/TTTT

Technology Trends Through Tweets for CS 736 (Processing tweets by Hadoop, Fabric, matplotlib)

Primary LanguagePythonMIT LicenseMIT

tttt

Technology Trends Through Tweets

Configuration

Install

  1. install virtual environments

     virtualenv ~/venv
     pip install tweepy fabric matplotlib
     source ~/venv/bin/activate
    
  • install hadoop

      cd ~
      tar zxvf hadoop-2.5.1.tar.gz
      mv hadoop-2.5.1 hadoop
      git clone TTTTREPO
      cp -r TTTTREPO/etc
    
  • install dstat

      cd ~
      wget -c http://dag.wieers.com/home-made/dstat/dstat-0.7.2.tar.bz2
      tar jxvf dstat-0.7.2.tar.bz2
      cp dstat-0.7.2.tar.bz2/dstat ~
    

Quick alias

vim ~/.bash_aliases

# change hadoop path to your actual hadoop
alias hadoop='/tmp/dfs/hadoop/bin/hadoop'
alias hdfs='/tmp/dfs/hadoop/bin/hdfs'

Environment

vim ~/hadoop/etc/hadoop/hadoop-env.sh

export JAVA_HOME=/usr/lib/jvm/java
# you could also try
# export JAVA_HOME=/usr/lib/jvm/java-1.7.0

# add these environment variables below JAVA_HOME
export PATH=$JAVA_HOME/bin:$PATH
# let you could call official java compile function to compile MapReduce file
HADOOP_CLASSPATH=$JAVA_HOME/lib/tools.jar

Single hadoop mode

cd to/WordCount/folder
cp something input/
rm -rf output
make
hadoop jar wc.jar WordCount input/ output

Cluster mode

  1. modify hadoop/etc/hadoop/slaves file, which would look like

         macaroni-01.cs.wisc.edu
         macaroni-02.cs.wisc.edu
         macaroni-03.cs.wisc.edu
    
  • upload file into HDFS

      hdfs dfs -mkdir -p /cs736/input
      hdfs dfs -put YOURINPUTFILE /cs736/input/
      hdfs dfs -ls /cs736/input/
      hadoop jar wc.jar WordCount /cs736/input/ /cs736/output
      hdfs dfs -ls /cs736/output/
    

Check cluster status

Using fabric

  1. Configure the master and slaves

     cp config.py.sample config.py
     vim config.py
     EDITYOURMASTERSANDSLAVES
    
  • fab init
  • fab start
  • hdfs dfs -ls /
Stop hadoop
  • fab stop
Restart hadoop
  • fab restart
Manually operate dstat
  • fab start_dstat: start dstat, which would last for 3600 seconds (configurable)
  • fab stop_dstat
Copy new configurations
  • fab copy
Add nodes

Assuming macaroni-01 is the only slave currently, and we will add macaroni-02 macaroni-03. And macaroni-05 is the master

  1. fab stop: stop all nodes.
  • modify your config.py like:

      MACHINES = {
          #'master': [macaroni-05],
          'master': [],
          'slave': [
              #'macaroni-01',
              'macaroni-02',
              'macaroni-03',
          ]
          }
    
  • fab init (Attention, never reinitialize your master!)

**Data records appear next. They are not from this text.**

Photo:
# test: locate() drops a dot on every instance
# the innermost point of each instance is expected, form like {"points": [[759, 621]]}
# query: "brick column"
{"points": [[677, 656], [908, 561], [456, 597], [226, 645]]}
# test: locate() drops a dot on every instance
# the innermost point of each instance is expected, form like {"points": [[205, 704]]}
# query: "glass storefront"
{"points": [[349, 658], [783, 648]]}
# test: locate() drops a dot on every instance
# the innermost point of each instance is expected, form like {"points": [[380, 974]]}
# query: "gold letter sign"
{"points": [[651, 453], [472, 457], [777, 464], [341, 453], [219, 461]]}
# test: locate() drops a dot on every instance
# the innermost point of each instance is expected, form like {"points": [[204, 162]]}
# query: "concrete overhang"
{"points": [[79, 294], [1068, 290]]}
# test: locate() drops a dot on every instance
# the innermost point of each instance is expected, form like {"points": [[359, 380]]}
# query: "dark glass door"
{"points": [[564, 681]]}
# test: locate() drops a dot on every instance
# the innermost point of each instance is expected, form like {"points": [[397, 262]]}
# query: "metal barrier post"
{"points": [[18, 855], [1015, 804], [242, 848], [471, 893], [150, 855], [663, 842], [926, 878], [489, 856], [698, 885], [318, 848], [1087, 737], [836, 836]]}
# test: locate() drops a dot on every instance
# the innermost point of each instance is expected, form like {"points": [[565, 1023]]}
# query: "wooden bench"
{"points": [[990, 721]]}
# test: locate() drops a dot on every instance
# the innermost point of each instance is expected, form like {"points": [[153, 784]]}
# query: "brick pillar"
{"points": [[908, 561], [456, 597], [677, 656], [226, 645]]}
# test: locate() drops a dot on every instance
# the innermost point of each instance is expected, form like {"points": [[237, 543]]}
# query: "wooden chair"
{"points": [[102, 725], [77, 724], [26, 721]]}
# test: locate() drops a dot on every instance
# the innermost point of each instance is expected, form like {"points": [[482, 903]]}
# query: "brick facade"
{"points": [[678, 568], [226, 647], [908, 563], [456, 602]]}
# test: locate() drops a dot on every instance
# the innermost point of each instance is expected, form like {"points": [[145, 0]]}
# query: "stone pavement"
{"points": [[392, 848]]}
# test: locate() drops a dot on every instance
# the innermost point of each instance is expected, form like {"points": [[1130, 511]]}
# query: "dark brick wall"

  • uncomment the machines in the config.py

  • fab start

    • then fabric would say something like No hosts found. Please specify (single) host string for connection:. Just type in an arbitrary new slave hostname, in this case: macaroni-03. (It is a hack)

hadoop/etc/hadoop/slaves seems to be irrelevant with specifying the slave nodes. However, you have to modify it if you do not use fabric.

Known Bugs

  • the nodemanager in slave should be started manually
  • Off safemode hadoop dfsadmin -safemode leave